The fuzzy based ontology system is developed by the researchers in the text extraction level. 
The characteristics of data are analyzed to check the possibility of solving frequently posed questions [9]. 
The search facility is the main feature of CQA services which permits the members to search their archives. 
Normally, the information retrieval approaches are developed in which the member can construct and send 
arbitrary collection of questions until the old question for the current need is obtained [10]. The reuse of past 
QA pairs provides the benefit of enhancing user experience [11]. 
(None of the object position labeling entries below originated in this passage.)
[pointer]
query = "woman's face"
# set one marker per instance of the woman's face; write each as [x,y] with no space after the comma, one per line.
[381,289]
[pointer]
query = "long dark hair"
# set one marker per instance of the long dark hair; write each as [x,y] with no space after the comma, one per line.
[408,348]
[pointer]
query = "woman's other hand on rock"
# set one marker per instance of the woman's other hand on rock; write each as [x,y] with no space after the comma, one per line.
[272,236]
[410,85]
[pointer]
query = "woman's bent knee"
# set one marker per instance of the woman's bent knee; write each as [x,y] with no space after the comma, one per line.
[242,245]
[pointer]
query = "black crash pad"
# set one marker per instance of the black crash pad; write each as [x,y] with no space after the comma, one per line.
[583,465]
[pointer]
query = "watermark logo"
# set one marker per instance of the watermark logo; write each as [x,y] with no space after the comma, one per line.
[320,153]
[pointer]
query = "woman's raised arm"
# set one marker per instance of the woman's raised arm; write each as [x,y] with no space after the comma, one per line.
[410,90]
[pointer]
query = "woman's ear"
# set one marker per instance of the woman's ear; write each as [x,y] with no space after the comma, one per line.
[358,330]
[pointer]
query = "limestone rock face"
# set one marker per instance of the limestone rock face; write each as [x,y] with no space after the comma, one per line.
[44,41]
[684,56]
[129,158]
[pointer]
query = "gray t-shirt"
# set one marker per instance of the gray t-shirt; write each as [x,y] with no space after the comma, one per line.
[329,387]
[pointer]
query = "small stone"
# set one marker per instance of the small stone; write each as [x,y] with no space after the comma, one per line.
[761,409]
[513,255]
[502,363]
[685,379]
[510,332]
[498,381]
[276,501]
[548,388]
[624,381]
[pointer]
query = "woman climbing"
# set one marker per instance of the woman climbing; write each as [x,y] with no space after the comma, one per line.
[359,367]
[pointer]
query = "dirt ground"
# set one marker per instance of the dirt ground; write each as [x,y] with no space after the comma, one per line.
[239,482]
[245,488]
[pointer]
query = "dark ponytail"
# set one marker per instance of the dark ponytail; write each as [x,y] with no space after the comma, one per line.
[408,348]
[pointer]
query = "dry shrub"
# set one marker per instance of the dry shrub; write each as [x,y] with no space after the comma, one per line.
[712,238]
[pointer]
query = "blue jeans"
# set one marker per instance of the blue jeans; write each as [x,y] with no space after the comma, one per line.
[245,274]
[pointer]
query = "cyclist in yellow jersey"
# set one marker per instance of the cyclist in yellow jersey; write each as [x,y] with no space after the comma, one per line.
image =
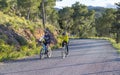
[65,39]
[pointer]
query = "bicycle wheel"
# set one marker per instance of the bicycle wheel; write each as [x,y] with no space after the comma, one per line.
[42,52]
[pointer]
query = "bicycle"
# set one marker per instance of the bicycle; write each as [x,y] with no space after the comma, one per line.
[45,50]
[64,51]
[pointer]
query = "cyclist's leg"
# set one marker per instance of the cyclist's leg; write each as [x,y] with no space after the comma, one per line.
[67,47]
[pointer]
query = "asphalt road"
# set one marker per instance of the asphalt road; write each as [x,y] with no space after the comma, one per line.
[86,57]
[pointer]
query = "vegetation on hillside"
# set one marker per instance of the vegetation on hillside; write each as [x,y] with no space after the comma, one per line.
[21,24]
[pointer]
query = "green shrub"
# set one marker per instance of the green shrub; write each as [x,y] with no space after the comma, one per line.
[22,40]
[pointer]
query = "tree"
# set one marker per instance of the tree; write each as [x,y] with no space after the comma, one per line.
[8,6]
[28,7]
[104,23]
[83,20]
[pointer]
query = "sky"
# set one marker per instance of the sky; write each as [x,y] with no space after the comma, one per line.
[102,3]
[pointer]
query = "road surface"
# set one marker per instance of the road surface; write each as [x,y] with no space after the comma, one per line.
[87,57]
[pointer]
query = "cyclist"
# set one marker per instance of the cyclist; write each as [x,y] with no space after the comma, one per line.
[65,39]
[46,41]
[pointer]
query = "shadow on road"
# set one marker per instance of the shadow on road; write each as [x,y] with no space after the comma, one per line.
[69,65]
[103,72]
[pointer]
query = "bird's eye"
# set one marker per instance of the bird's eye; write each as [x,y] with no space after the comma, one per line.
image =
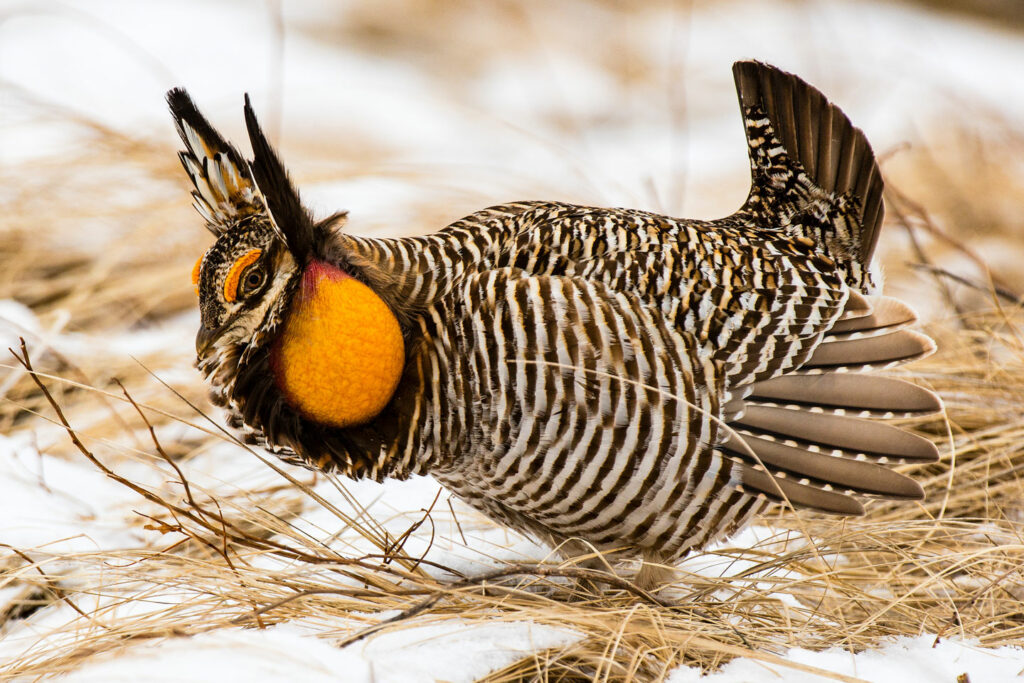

The efficiency of processing natural language questions are improved while heterogeneous data is 
utilized as an answer source. The usage of unique source is not straightforward because of pattern 
variation [12]. When mapping the question with the semantic content of knowledgebase, depth information is 
required [13]. Group based recommendations are developed with two techniques namely aggregation of 
interesting profile and aggregation of recommendation list [14]. The terminology used in NL question varies 
from the terminology used in knowledge base. The solution for conceptual disambiguation is essential for 
searching the matches from homogeneous or heterogeneous resources [15]. 

The machine learning paradigms are developed recently for classifying, organizing and extracting 
relevant information. Even though, the question classification is more accurate, it is required to make the 
QAS comprehension more understandable for easily obtaining the correct answer [16, 17]. It faces the 
difficulties such as linguistic gap between the documents and search queries and the unavailability of recently 
posed questions. Hence it is not possible for searching CQA achieves for obtaining web queries [18]. 
The similarity between question and matching words provide the extraction features for top ranked 
answer [19]. 

The outline of this paper is described as follows. Section 2 briefly explains the proposed method of 
complex question answering system. Section 3 describes the Research Method, Hierarchy based Firefly 
Optimized k-means Clustering (HFO-KC). In Section 4, the experimental results are analyzed. Section 5 
discusses the significant aspects of the work and concludes. 


2. THE PROPOSED METHOD 

In the proposed method of complex question answering system, initially the input query is 
preprocessed. After preprocessing, the keywords are obtained and they are segmented. For each segment, 
number of answers are extracted. 

In order to select the correct answer for the given input query, the collected answers are classified 
with k means clustering and the best answer is selected using firefly optimization algorithm. K-Means is one 
of the promising and effective clustering algorithm [20]. Clustering plays a wide role in the recent 
development of computer science [21]. In Machine learning, supervised learning known as classification and 
unsupervised learning known as clustering [22]. The flow diagram of proposed CQA system is shown 
in Figure 1.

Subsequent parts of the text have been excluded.